« Mardi, nous sauverons le site Alstom de Belfort. » Le Premier ministre, invité ce dimanche du Grand Jury RTL-LCI-Le Figaro en a pris l'engagement, conformément à ce qu'avait demandé François Hollande. Une réunion doit avoir lieu ce mardi à Belfort. Où se retrouveront, à la préfecture du Territoire, les syndicats de l'entreprise, son PDG Henri Poupart-Lafarge et son DG France, Jean-Baptiste Eymeoud, le secrétaire d'Etat à l’Industrie, Christophe Sirugue, et des élus locaux.
Auditionné le mardi précédent à l'Assemblée nationale par la commission des finances, Henri Poupart-Lafarge avait refusé de donner des indications sur les solutions qui seront alors examinées. Une audition rude pour le patron d'Alstom, qui s'est vu reprocher, de tous côtés, la « brutalité » de la décision de fermeture annoncée le 7 septembre et n'a pas convaincu, quand il a parlé de l'annonce d'un processus de concertation…
Pour assurer l'avenir du site, les pistes avancées mi-septembre par Alain Vidalies semblent encore les bonnes. Il y aurait assez vite la commande par la SNCF de six rames TGV pour l'Italie. La transaction bute sur le prix, avec un écart d'environ 15 %, selon le secrétaire d'Etat, entre ce qu'Alstom demande et ce que la SNCF est prête à payer. Belfort tourne aujourd'hui à un étiage de onze rames TGV par an. Les nouveaux TGV lui donneraient six mois de travail en plus.
Le conseil d'administration de la RATP doit d'autre part trancher en novembre entre une offre CAF et une offre Alstom pour 12 engins de travaux destinés au RER A. Quelques mois supplémentaires pourraient en résulter pour le site, si la RATP fait le « bon choix ».
Belfort pourrait bénéficier indirectement ou marginalement des autres commandes que le secrétaire d'Etat aux Transports a énumérées. L’appel d’offres énorme (3,5 milliards) qui oppose Alstom-Bombardier à CAF pour le RER 2N NG, dont la décision est attendue pour la fin de l'année. La commande de 30 TET déjà annoncée par Alain Vidalies et qui devrait être officiellement passée auprès d'Alstom le 15 octobre, en profitant de la commande-cadre TER Régiolis.
Le secrétaire d'Etat a d'autre part annoncé le lancement, avant la fin de l’année, de l'appel d'offres pour les TET dont l'Etat va conserver la responsabilité.
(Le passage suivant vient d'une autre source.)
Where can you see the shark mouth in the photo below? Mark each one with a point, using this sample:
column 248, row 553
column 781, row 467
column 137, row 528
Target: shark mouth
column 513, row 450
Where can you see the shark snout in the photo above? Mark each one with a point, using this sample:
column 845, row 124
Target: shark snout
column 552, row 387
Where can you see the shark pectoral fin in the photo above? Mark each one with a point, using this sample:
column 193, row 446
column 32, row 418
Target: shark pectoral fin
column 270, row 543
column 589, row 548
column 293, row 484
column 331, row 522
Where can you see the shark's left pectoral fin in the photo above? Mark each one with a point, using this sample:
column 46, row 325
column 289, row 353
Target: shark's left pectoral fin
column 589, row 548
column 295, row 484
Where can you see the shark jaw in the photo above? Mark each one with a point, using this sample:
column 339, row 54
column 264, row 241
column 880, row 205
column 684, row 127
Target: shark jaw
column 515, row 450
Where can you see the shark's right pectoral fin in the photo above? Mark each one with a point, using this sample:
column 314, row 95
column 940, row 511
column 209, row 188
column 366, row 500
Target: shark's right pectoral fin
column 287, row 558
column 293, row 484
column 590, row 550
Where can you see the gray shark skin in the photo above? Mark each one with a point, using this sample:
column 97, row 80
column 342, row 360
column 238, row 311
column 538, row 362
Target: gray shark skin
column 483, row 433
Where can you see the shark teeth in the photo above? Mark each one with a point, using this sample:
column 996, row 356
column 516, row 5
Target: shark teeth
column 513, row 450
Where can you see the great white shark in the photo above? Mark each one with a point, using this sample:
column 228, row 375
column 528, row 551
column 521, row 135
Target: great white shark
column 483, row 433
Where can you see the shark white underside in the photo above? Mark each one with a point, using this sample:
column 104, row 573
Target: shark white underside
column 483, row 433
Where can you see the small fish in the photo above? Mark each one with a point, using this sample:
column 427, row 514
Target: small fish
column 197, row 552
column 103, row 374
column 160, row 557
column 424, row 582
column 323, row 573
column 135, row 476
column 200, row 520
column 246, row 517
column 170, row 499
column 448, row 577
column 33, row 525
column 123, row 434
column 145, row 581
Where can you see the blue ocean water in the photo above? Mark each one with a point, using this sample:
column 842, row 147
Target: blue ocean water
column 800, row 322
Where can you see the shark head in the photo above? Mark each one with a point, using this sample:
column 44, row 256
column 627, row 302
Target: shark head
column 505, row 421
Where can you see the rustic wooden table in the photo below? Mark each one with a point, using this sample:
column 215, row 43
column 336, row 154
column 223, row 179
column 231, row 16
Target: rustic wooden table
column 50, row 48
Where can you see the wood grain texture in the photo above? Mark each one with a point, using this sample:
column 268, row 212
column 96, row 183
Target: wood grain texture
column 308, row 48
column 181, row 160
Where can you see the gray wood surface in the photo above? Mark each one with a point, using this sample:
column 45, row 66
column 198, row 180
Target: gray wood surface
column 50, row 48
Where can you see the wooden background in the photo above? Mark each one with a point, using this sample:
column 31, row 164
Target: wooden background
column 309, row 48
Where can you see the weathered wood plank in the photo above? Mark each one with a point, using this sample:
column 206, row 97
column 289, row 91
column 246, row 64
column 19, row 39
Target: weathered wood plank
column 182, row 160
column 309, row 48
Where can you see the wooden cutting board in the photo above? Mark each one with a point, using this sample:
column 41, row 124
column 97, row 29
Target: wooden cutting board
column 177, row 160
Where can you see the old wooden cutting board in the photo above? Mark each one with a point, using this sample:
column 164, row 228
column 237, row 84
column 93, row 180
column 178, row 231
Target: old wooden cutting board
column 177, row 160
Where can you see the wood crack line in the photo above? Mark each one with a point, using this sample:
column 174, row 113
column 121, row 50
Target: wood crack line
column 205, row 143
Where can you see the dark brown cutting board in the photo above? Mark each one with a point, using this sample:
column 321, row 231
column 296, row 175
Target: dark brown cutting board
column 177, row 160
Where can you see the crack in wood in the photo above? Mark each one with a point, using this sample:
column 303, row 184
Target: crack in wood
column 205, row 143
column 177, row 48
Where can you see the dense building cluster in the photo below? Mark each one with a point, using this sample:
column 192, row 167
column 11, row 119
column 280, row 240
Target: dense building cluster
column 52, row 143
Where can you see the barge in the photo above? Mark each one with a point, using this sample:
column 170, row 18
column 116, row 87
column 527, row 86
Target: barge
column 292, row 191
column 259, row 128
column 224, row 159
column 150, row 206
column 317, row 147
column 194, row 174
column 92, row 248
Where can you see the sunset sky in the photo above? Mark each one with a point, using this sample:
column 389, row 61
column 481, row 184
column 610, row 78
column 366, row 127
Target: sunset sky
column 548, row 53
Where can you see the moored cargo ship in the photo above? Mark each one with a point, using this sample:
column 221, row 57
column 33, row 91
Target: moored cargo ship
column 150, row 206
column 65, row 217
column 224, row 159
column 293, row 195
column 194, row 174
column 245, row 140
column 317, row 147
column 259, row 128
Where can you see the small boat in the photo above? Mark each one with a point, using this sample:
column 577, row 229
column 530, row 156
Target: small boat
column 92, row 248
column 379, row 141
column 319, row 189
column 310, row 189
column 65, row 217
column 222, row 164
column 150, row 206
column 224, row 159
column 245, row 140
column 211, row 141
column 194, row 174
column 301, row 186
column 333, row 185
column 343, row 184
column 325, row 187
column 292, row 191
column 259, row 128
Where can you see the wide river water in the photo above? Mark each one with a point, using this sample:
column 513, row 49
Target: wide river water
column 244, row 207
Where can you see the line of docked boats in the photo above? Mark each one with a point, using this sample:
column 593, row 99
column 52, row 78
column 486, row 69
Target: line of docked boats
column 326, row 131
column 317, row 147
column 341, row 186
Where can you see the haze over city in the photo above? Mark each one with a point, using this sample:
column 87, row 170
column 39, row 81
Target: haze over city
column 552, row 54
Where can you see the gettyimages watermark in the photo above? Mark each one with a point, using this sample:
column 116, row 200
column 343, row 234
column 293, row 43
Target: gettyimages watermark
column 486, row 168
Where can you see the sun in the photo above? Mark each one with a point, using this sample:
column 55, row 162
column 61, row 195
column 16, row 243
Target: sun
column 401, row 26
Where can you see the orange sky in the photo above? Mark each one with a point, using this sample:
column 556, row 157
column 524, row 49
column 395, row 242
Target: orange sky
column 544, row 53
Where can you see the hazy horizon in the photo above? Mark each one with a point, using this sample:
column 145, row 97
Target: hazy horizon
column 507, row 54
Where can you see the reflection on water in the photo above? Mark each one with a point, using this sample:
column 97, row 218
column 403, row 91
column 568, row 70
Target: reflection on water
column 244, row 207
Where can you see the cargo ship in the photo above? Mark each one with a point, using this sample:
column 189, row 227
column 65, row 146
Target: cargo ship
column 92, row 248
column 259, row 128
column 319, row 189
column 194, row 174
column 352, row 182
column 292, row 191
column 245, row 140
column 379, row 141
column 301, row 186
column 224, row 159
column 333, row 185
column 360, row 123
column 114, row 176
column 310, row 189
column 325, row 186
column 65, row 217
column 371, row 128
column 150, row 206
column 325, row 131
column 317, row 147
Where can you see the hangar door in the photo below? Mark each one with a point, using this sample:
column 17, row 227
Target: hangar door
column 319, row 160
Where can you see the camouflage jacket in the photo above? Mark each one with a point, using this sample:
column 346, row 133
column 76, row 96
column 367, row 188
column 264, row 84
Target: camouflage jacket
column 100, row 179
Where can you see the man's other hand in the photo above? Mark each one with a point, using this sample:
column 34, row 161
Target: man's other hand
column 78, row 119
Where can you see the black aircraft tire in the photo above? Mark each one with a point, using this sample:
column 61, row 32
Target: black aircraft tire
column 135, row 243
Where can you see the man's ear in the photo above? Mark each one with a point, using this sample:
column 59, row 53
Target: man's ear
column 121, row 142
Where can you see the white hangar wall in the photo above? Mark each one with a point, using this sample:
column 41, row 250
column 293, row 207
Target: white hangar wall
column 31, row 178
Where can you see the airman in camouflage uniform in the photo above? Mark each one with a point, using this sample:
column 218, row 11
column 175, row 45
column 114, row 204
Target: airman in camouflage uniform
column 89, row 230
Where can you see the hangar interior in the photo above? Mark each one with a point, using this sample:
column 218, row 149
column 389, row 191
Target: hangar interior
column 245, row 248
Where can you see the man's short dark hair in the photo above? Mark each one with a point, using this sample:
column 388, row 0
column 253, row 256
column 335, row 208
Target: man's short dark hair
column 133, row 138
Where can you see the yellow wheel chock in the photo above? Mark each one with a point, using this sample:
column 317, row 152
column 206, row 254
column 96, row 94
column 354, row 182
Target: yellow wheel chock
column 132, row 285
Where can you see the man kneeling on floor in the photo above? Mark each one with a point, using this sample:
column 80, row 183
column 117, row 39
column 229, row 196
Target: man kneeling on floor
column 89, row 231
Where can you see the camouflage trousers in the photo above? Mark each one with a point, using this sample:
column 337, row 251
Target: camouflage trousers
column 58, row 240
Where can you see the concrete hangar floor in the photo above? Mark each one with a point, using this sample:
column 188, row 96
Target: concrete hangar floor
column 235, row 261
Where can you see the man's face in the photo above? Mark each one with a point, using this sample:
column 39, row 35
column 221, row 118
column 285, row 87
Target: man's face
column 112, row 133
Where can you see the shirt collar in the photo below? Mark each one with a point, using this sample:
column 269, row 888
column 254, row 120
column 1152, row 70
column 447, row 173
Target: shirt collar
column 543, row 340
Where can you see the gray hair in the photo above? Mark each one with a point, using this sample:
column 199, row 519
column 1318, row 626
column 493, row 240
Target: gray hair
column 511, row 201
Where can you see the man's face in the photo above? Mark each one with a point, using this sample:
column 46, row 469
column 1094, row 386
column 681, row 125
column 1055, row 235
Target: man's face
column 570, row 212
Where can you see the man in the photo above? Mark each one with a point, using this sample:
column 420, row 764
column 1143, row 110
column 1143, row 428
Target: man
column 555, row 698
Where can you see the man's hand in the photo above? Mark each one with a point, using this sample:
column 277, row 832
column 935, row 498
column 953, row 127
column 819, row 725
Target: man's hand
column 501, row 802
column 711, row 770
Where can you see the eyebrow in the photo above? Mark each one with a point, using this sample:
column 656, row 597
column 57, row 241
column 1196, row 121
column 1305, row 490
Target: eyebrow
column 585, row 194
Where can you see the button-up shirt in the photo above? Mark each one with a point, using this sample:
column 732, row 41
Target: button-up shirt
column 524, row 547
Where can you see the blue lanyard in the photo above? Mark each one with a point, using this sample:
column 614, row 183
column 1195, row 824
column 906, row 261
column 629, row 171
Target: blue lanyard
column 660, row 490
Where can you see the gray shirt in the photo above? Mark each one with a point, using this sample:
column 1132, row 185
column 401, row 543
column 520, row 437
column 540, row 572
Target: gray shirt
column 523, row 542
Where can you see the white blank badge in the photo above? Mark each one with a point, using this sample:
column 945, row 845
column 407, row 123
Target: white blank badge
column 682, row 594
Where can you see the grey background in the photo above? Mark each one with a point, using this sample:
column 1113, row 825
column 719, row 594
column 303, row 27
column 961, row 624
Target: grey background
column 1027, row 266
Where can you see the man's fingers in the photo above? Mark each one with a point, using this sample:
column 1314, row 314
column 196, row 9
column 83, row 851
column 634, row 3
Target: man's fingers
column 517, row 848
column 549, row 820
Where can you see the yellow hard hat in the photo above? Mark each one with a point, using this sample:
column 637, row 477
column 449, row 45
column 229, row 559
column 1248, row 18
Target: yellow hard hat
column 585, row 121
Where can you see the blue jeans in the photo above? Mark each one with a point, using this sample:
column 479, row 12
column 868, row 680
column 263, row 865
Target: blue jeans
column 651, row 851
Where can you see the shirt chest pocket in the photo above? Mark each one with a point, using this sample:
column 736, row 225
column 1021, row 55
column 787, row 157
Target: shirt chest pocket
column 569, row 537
Là aussi, c'est une confirmation. Précision d’importance : ce seront des rames à 200 km/h, pas plus, ce qui permettra à Alstom de répondre à l'appel d'offres sur la base de sa plateforme Coradia (celle des Régiolis), sans avoir à développer un nouveau train. Henri Poupart-Lafarge s’est félicité devant les députés de cette décision gouvernementale. Selon lui, l’état du réseau en France aujourd’hui ôte tout intérêt à un train plus rapide.
Mais ces commandes possibles permettraient surtout de redonner de la charge de travail à Valenciennes ou àReichshoffen. Même si le secrétaire d'Etat imagine des heures d'ingénierie pour Belfort.
On peut ajouter à la liste des appels d'offres en cours celle pour le métro du Grand Paris, aujourd'hui en cours d’examen, qui oppose Alstom, CAF et Bombardier. Une commande cadre d’environ un milliard d’euros. La décision est attendue pour la mi-2017.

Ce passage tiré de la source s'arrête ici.